You are viewing a plain text version of this content. The canonical link for it is here.

Posted to user@hbase.apache.org by "ming.liu" <mi...@esgyn.cn> on 2018/12/29 15:01:56 UTC

Will Scan use blockcache?

Hi, all,

 

I recently found that short scan is slower than get operation in HBase. It
is acceptable, but I really want to understand the reason.

 

My testing table only has one row in it. So both Scan and Get just get one
row. Scan is still about 2x slower than get operation.

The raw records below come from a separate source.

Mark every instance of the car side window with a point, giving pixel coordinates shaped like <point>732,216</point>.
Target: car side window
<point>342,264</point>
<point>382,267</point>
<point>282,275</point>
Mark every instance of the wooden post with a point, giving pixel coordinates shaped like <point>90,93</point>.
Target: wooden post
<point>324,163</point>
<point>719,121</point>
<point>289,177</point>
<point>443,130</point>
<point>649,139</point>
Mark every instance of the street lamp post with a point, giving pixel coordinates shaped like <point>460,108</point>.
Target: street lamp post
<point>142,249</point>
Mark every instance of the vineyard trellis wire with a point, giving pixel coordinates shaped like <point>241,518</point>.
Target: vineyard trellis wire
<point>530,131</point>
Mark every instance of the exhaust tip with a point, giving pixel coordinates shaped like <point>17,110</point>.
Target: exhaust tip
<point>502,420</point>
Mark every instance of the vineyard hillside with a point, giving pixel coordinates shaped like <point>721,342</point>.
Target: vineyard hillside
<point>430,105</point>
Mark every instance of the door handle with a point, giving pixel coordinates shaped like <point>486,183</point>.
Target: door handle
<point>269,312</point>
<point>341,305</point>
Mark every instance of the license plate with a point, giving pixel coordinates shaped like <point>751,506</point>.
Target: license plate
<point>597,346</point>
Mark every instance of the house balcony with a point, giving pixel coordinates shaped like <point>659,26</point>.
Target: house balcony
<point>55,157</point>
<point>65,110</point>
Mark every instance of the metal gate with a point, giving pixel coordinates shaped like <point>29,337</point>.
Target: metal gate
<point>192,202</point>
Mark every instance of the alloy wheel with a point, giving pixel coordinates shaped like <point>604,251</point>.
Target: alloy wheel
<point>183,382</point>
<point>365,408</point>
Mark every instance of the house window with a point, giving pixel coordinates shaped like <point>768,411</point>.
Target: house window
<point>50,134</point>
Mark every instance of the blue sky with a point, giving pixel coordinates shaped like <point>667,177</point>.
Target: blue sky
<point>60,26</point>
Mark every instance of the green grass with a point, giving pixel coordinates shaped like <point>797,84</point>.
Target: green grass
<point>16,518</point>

So I want to understand the difference between get(rowkey) and Scan(rowkey,
rowkey).

 

I think Get will first match in blockcache, if matched, it will go back
without accessing HFile/Memstore; 

Will Scan search in blockcache as well? Or it directly go to memstore/HFile?

 

thanks,

Ming

Re: Will Scan use blockcache?

Posted by "张铎 (Duo Zhang)" <pa...@gmail.com>.

Which version do you use?

Get is always a one time rpc call, but scan may lead to multiple rpc calls,
which depends on the hbase version and also some flags in the Scan object.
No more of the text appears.